On the field, the biggest difference with Franks is his knowledge of the offense. Mullen gives his quarterbacks the freedom to switch plays or flip runs from one side to the other, as long as they have a good reason for doing so. He doesn’t just want them to switch plays for the heck of it.

In 2018, Franks didn’t take advantage of that freedom very much because he wasn’t comfortable enough in the offense. He didn’t know when the appropriate situations were to switch things at the line. This year, he’s doing it with a lot more regularity. Franks said that comfort within the offense comes from preparation in the film room.

“When we go in and we’re in the film room, [Mullen] says, ‘You see this look, you want to do this. When you see this look, you want to do that.’ I think it just starts with preparation and then going back to me and him and everybody else being on the same page within the preparation for that game. I think it’s important, and I think comes with the audibles and all the other stuff that comes with it week in and week out.”

Game Mentality

Mullen said one of the big keys in practice this week is going to be switching the younger guys’ mentality from training camp mode to game mode.

In training camp, the ones went against the ones, the twos against the twos, etc., and they just worked on their own plays. In game week practices, the ones go against the scout team, who mimics the opponent’s schemes.

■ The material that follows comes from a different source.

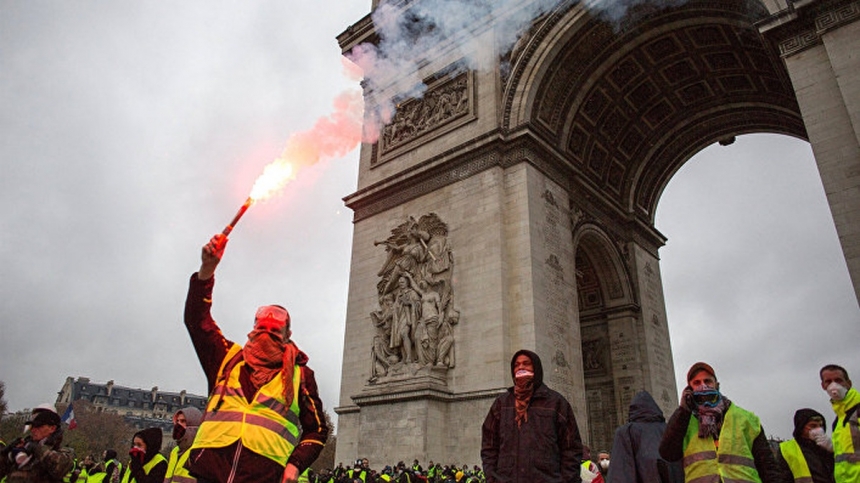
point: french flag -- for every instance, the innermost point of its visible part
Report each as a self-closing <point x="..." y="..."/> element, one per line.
<point x="69" y="417"/>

There’s a greater sense of urgency needed for game week practices, Mullen said. In training camp, if you get something wrong, you can just watch the film and try to do it better the next day. During the season, a slip-up or two in practice could be the difference between winning and losing. It’s up to the older players to instill that into the younger guys.

“We've got to incorporate [that] we're no longer going against our defense in practice,” he said. “You're going to have different checks. You're going to have different reads on offense. They're going to run different route combinations and different running schemes for the defense to fit. It's not ones, twos, threes running. There's scout-team work. It's just a very, very different mindset.”

Healthy Gators

Outside of David Reese and C.J. McWilliams, who are both out for the year, Mullen doesn’t anticipate anybody missing the game due to injury.

Right tackle Jean Delance reportedly injured his leg and was on crutches last week, but it appears that the Gators are confident he’ll be good to go for Saturday.

Mullen said any suspensions will be announced on game day, as they were last season.